Still pulls like a freight train and rides like a hovercraft after 17 years or motoring, much of it with the accelerator buried into the carpet.








on wheels!


----------



## JonW (Mar 23, 2005)

Buggery on wheels? 

















I actually like the 70s solid Mercs, and have a soft sport for the SLs... Ive been toying with getting a 560 SL and redoing it with big wheels etc... Pimp My Merc here we come!


----------



## pauluspaolo (Feb 24, 2003)

My dad's had a few Mercs in the past - the last one he had (can't remember the model number) was lovely to drive (when it worked!) with a big old straight 6 engine (2.6 litres I think??), even with an auto box it went like the clappers. It wasn't even remotely reliable though







! It would work perfectly one day & would be as dead as a doornail the next - having somehow drained its battery overnight - we always suspected the alarm/immobiliser but desoite having it in the garage numerous times a fault was never found. Eventually it gave up the ghost completely & needed a new ECU, this cost my dad Â£1500 to buy & have fitted!! Needless to say he'd lost all faith in the car & part exchanged it soon afterwards for a another Mercedes!! This time a C200 Kompressor which has been reliable so far, it goes well when you boot it but it doesn't have the most refined engine in the world - sounds like a diesel (it isn't) to me. Personally if I'd had the experiences with Mercedes that he'd had I'd have steered well clear of them - it's his money though!

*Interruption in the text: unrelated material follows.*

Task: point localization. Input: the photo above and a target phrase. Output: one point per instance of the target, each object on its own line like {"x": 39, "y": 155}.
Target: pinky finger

My girlfriend also drives a C200 Kompressor which I get to drive often - it's quiet (when you're inside) & easy to drive with lots of toys air con, cd player, electric this & electric that etc. Despite all that though it's a bit bland & rather uninvolving to drive & it doesn't go round corners anything like as well as my 17 year old Audi - which despite having 40,000 more miles on it probably goes just as well as the Merc. Sorry if all this sounds like I'm anti Mercedes! I'm not really - I think they make some nice cars I just haven't been in any exceptional ones yet.

I must admit that yours sounds good though with sporty suspension & 230bhp (about 100 more than my Audi!) & you obviously like it so that's fine with me


----------



## Boxbrownie (Aug 11, 2005)

Thats the one vehicle I have never bothered owning as yet......to many memories of Stuttgart taxis







although my best mate ran a E300D as a private hire car for a couple of years was Ok but not terribly reliable, now he runs a BMW 530D and absolutely loves it, that C200 komp engine is reknowned for being unrefined and rough they are much better with 6 cylinders and auto trans.

The service on Mercs has changed considerably since the 80's.....I was told by a senior engineer from merc at one of the auto shows we used to attend that the orders from MB to the dealers was when a customer brings a car in for routine service they go over it with a fine tooth comb and replace or repair anything, and he meant ANYTHING that needed it without telling the customer, even out of warranty!....this way the repair process was transparent to the customer and as far as they were concerned they had the merc for 10 years and only ever had routine servicing carried out, nothing ever goes wrong with it......and the system worked for about 20years and Merc got thier incredible reputation for reliablity....but now they just treat the cars like any other manufacturer....and of course now people are beginning to say "Mercs arent built like they used to be" well yes they are, in fact better....but now you have to pay when they go wrong! LOL

Best regards David


----------



## oldfogey (Nov 29, 2005)

You should be able to see me in my 1996 E320 cabriolet on another thread!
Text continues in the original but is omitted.